Erfahrungsbericht von der europäischen Fa-Konferenz 2004 in Wien: Ein Land wirklich beschützen

Verehrter Meister,
liebe Mitpraktizierende,

mein Name ist Renate Lilge-Stodieck, seit 1998 praktiziere ich Falun Dafa. Heute möchte ich nicht über eine große Erfahrung berichten, sondern mehrere miteinander zusammenhängende Erfahrungen und meine Erkenntnisse dazu.

Eine chinesische Praktizierende sagte einmal sehr freundlich zu mir: Du bist richtig deutsch, nicht wahr? Ja, antwortete ich, ich bin sicher nicht chinesisch. Was es wirklich mit diesem Deutsch-Sein auf sich hatte, bemerkte ich erst viel später.

Im ereignisreichen Jahr 2002 gab es im April in Berlin den Staatsbesuch aus China, durch den unsere deutsche Regierung unsere Behörden und unsere Polizisten sich so unter Druck setzen ließen, dass es zu mehreren rechtswidrigen Maßnahmen durch die Polizei an Praktizierenden kam. Das geschah in Berlin, Potsdam, Dresden und Goslar, ohne dass wir in dieser Zeit uns sofort darüber im Klaren waren, was wir tun sollten, ob und wie wir reagieren sollten.

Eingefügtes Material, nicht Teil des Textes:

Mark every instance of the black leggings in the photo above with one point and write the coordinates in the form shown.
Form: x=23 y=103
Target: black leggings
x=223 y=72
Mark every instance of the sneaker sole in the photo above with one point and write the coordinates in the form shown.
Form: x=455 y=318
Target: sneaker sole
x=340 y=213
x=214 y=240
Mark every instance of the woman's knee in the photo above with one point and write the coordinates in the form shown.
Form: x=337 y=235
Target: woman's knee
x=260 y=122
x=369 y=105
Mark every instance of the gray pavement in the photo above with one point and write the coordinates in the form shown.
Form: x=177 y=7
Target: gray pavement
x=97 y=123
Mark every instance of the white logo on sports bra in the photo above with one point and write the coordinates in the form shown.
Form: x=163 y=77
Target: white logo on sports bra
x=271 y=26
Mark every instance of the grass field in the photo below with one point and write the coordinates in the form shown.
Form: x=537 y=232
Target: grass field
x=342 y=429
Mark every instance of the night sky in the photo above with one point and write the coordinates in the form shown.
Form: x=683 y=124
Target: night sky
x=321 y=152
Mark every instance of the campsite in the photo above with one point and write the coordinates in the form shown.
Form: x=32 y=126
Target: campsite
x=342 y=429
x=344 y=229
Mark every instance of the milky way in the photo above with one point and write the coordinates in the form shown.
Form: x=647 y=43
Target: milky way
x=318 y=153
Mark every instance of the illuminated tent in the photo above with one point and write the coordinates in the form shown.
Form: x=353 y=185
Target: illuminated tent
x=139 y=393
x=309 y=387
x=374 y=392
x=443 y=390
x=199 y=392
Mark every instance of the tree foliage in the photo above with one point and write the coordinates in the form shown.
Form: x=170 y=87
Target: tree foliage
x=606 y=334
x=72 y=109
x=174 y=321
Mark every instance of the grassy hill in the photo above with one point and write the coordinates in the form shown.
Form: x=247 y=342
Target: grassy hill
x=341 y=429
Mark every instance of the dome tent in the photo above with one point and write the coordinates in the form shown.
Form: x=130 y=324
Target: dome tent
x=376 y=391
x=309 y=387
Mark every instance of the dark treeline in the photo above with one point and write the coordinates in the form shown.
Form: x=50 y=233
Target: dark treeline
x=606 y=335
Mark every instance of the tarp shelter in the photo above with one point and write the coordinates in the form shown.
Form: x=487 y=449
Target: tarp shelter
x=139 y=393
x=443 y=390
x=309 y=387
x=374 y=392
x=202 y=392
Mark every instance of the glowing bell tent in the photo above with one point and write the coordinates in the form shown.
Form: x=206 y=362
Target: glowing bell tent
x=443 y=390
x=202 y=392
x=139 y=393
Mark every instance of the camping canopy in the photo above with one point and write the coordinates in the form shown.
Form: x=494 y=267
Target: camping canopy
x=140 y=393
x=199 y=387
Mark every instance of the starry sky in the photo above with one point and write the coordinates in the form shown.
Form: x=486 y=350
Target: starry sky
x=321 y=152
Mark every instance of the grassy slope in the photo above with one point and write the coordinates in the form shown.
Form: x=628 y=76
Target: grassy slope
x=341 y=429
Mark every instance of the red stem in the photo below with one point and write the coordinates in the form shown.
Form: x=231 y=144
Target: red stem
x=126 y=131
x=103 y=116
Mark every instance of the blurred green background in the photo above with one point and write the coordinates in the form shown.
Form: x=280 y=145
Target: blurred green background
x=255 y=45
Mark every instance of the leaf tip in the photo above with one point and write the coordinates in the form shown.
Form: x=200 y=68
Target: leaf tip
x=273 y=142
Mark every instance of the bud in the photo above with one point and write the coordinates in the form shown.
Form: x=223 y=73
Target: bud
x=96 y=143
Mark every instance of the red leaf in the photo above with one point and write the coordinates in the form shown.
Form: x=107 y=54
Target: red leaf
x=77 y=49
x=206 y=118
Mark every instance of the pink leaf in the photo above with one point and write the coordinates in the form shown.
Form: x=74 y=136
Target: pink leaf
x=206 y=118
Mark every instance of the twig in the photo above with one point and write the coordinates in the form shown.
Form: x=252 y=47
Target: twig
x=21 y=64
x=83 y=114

Erfahren darin, die Fehler bei uns zu suchen, fanden wir natürlich auch einige innere Einstellungen, wie Kampfgeist oder gedankenloses Mitlaufen mit anderen. Wir übersahen nicht, dass wir Lücken gelassen hatten, aber wir sahen nicht, dass eine groß angelegte Störung im Bereich dieses Besuches stattfand, die alle Beteiligten verwirrte. Die Polizei, die Behörden, die Praktizierenden. Mich auch.

Dabei war schon äußerlich deutlich wahrnehmbar, dass zum Zeitpunkt der Landung des Staatsgastes der Wind in Berlin nicht nur auffrischte, sondern eisig wurde. So eisig, wie wir ihn in Berlin selten erleben, anhaltend über mehrere Tage. Die Mahnwachen und Demonstrationen wurden dadurch erschwert, aber wir kümmerten uns nicht darum.

Eine Eskalation von verwirrtem Polizeiverhalten erlebten wir, als einige Praktizierende aus dem berühmten Hotel Adlon ausgewiesen wurden, nachdem Polizisten in ihre Zimmer eingedrungen waren. Zwar informierten wir einige Presseleute, aber wir waren zu unerfahren mit solchen Situationen, sodass wir nicht klar reagierten.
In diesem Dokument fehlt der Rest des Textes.